Periodic Reporting for period 3 - GraM3 (Surface-grafted metallofullerene molecular magnets with controllable alignment of magnetic moments)
Reporting period: 2018-06-01 to 2019-11-30
Realization of magnetism on a molecular level is very technologically attractive since it promises a dramatic increase of possible writing densities and offers a number of spintronics applications, including memory storage and quantum computing. Successful development in this direction will result in miniaturization of the devices with concomitant decrease of their energy consumption. These applications require that the magnetic molecules (single molecule magnets, SMM, hereafter) are to be organized on the substrates and their magnetic states are controlled on the single-spin level. The practical realization of such technologies are however hampered by the low temperatures of magnetic phenomena, difficulties in the obtaining of the well-structurally defined layers of SMMs, and fundamental difficulties in “writing” and “reading” information from single molecules. The main goal of this project is to overcome these problems by utilizing unique properties of endohedral metallofullerenes (EMFs) with lanthanide ions as magnetic centers. EMFs are chemically and thermally stable, which allows their further functionalization and implementation in molecular devices. This project is hence focused on the advances in synthesis of the EMFs and development of new EMF molecules with improved magnetic properties, functionalization of the EMF molecules with chemical groups facilitating formation of the single-molecule thick layers on conducting substrates, and on the studies of the magnetic properties of EMFs and their derivatives in bulk and on substrates.
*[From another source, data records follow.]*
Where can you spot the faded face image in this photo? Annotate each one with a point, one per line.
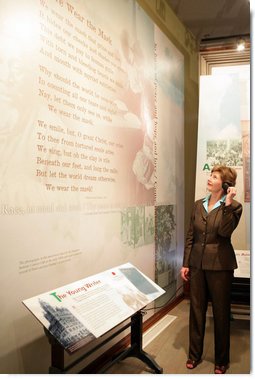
(11, 77)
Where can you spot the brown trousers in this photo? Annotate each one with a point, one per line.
(214, 286)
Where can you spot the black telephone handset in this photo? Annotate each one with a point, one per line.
(225, 186)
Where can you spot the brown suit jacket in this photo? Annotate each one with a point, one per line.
(208, 242)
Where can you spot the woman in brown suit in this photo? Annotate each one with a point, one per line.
(209, 262)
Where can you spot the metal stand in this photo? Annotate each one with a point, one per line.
(135, 350)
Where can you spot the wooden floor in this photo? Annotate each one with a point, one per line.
(169, 348)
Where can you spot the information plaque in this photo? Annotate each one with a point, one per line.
(82, 311)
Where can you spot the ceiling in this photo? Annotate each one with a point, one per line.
(214, 19)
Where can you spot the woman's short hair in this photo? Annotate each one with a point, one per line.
(227, 174)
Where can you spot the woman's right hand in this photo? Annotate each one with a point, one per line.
(185, 273)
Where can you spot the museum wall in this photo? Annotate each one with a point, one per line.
(98, 102)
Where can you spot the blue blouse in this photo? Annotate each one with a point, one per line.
(216, 205)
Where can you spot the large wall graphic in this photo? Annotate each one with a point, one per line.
(224, 138)
(91, 143)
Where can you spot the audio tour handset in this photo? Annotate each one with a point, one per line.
(225, 186)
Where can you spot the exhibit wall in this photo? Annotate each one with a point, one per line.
(224, 138)
(92, 155)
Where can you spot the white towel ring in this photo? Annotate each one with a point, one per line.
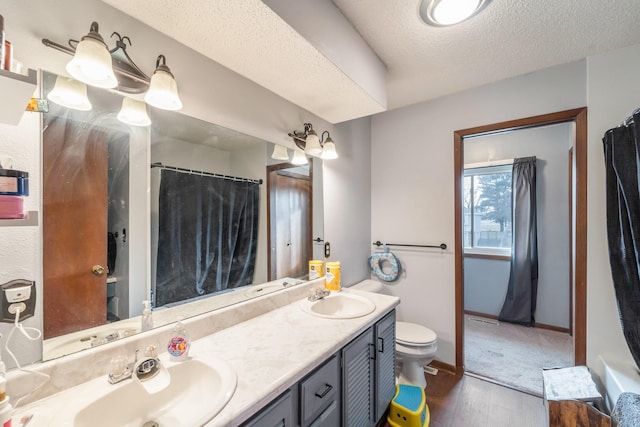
(375, 262)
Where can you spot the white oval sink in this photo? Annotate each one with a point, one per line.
(339, 306)
(197, 391)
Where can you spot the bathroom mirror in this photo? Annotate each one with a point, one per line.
(116, 243)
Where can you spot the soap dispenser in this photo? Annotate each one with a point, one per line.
(179, 343)
(147, 317)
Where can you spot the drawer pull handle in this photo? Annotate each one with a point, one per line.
(323, 393)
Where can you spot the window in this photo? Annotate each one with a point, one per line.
(487, 210)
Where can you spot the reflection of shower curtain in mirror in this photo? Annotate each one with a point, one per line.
(207, 235)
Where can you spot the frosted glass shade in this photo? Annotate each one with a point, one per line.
(163, 91)
(312, 146)
(329, 150)
(134, 112)
(299, 158)
(70, 93)
(92, 64)
(280, 153)
(449, 12)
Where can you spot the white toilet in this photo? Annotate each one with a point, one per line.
(416, 345)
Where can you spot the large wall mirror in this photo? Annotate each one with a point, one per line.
(185, 214)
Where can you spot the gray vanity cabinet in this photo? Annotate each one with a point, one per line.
(368, 374)
(320, 396)
(352, 388)
(278, 413)
(385, 363)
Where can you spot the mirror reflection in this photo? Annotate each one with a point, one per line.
(185, 214)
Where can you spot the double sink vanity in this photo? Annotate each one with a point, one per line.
(279, 359)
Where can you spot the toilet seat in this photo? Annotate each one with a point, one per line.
(411, 334)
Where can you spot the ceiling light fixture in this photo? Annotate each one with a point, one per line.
(308, 141)
(449, 12)
(95, 64)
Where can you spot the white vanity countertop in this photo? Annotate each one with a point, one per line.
(269, 353)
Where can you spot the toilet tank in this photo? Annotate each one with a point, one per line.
(368, 285)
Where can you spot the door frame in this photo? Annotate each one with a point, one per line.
(577, 116)
(273, 168)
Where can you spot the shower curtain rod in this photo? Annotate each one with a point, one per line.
(442, 246)
(629, 119)
(196, 172)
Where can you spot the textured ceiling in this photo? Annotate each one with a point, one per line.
(509, 38)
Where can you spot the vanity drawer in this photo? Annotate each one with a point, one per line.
(279, 413)
(319, 390)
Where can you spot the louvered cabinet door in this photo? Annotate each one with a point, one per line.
(385, 363)
(357, 381)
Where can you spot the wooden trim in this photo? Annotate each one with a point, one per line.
(458, 166)
(488, 256)
(537, 325)
(571, 192)
(280, 167)
(579, 117)
(479, 314)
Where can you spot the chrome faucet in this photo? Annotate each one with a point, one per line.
(120, 369)
(149, 366)
(319, 293)
(144, 369)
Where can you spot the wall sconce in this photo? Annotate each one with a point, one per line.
(70, 94)
(308, 141)
(94, 64)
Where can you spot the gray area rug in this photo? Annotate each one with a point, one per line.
(514, 355)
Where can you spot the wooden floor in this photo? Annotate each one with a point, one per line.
(468, 401)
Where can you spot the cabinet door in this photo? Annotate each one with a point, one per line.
(319, 390)
(357, 381)
(279, 413)
(385, 341)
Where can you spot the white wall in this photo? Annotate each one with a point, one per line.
(347, 201)
(613, 95)
(412, 181)
(550, 145)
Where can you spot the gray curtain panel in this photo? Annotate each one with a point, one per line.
(207, 235)
(522, 293)
(621, 151)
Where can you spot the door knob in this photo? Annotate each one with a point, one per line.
(98, 270)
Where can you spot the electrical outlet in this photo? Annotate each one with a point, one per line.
(19, 294)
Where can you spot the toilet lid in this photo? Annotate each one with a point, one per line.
(412, 334)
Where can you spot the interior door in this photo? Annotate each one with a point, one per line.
(74, 220)
(289, 224)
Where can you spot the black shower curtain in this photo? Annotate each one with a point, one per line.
(621, 151)
(207, 235)
(522, 293)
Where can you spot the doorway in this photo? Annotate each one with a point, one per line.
(577, 226)
(289, 215)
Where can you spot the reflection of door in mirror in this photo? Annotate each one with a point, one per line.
(78, 175)
(289, 207)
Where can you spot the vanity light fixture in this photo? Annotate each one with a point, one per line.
(442, 13)
(95, 64)
(134, 112)
(308, 141)
(280, 152)
(70, 93)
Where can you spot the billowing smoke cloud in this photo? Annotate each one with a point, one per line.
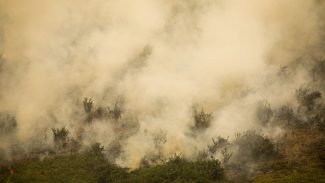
(157, 59)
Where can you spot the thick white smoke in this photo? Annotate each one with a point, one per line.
(159, 57)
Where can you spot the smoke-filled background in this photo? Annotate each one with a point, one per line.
(152, 63)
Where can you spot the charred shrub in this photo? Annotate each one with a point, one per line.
(60, 137)
(201, 119)
(254, 146)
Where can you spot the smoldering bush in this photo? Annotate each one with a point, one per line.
(202, 120)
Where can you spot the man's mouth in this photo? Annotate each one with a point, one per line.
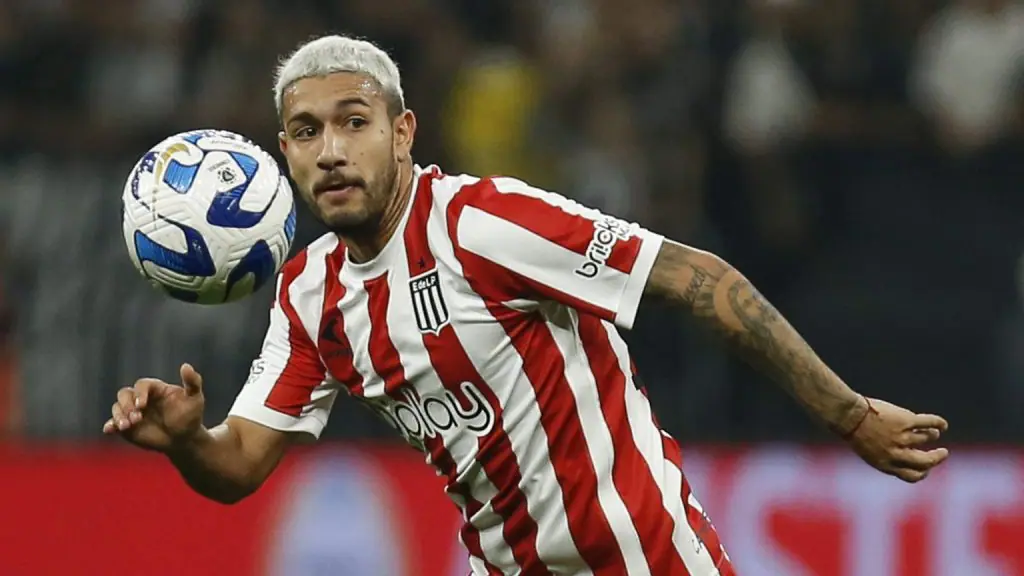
(336, 189)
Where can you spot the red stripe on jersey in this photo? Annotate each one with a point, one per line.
(630, 472)
(697, 522)
(453, 366)
(335, 350)
(303, 371)
(383, 355)
(705, 531)
(551, 222)
(567, 450)
(387, 363)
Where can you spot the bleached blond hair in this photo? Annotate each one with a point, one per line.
(331, 54)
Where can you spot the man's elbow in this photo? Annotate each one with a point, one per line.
(687, 275)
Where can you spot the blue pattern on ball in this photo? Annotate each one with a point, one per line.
(259, 262)
(291, 224)
(225, 211)
(195, 261)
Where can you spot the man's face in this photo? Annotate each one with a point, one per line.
(343, 148)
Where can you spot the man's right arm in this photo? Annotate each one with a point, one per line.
(287, 400)
(231, 460)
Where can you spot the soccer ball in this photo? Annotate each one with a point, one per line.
(209, 217)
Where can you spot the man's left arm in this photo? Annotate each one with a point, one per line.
(719, 296)
(722, 298)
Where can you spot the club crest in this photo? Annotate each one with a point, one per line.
(428, 302)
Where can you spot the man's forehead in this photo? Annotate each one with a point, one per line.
(316, 91)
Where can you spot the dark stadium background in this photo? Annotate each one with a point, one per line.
(860, 160)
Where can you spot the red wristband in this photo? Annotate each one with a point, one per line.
(870, 410)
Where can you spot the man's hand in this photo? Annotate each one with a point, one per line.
(159, 416)
(893, 439)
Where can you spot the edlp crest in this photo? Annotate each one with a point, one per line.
(428, 302)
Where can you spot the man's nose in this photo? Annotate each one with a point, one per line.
(334, 152)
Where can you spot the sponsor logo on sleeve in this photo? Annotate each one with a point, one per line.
(607, 232)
Work performed from the beginning of the project to the end of the period covered by the report and main results achieved so far
At the first stage of the project, we focused on the improvement in the synthesis of EMF molecules, which would allow their faster accumulation and further studies of their chemical and magnetic properties. A number of magnetic EMFs with endohedral Dy atoms have been synthesized in appreciable amounts, and selectivity of the EMF synthesis has been improved via development of the reactive gas approach. Furthermore, we have discovered a synthetic route to stabilize single-electron lanthanide-lanthanide bonds inside fullerene cages. Due to the strong exchange coupling of the magnetic moments of lanthanide ions mediated by the unpaired electron spin, such dimetallofullerenes exhibit unprecedented magnetic properties. To functionalize magnetic fullerenes with surface-anchoring groups, several derivatization reactions were studied, and the most convenient functionalizatin approach was identified. The first chemical derivatives of magnetic fullerene molecules with anchoring groups have been thus synthesized via 1,3-dipoalr cycloaddition followed by the formation of self-assembled monolayers on gold. This progress opened the possibility for the studies of their bulk and surfaces magnetism, which showed that (a) chemical functionalziation significantly changes magnetic properties of endohedral fullerenes and that self-assembled monolayers of magnetic fullerenes exhibit magnetic bistability on gold. In parallel, the work on the monolayer formation by organic molecular beam epitaxy with subsequent studies of the layers by scanning tunneling microscopy and X-ray magnetic circular dichroism has been pursued. Well-ordered monolayers of Dy2ScN@C80 have been obtained, and XMCF progved that they retain magnetic properties on Au and Ag. Ab initio and DFT computational studies of chemical derivatives, on-surface arrangement, and magnetic properties of pristine and chemically modified EMFs have been performed successfully.
Progress beyond the state of the art and expected potential impact (including the socio-economic impact and the wider societal implications of the project so far)
During the first period of the project, the molecules with unprecedentedly high blocking temperatures of magnetization and unusual mechanisms of relaxation of magnetization have been found. In particular, we have discovered that dimetallofullerenes featuring single-electron metal-metal bonds have very promising magnetic properties due to the exchange strong coupling of the lanthanide magnetic moments. The studies of the surface magnetism showed that monalyers of magnetic fullerenes retain good magnetic properties on metal substrates. These results open the new way for creation of single molecule magnets with unusual magnetic and electronic properties.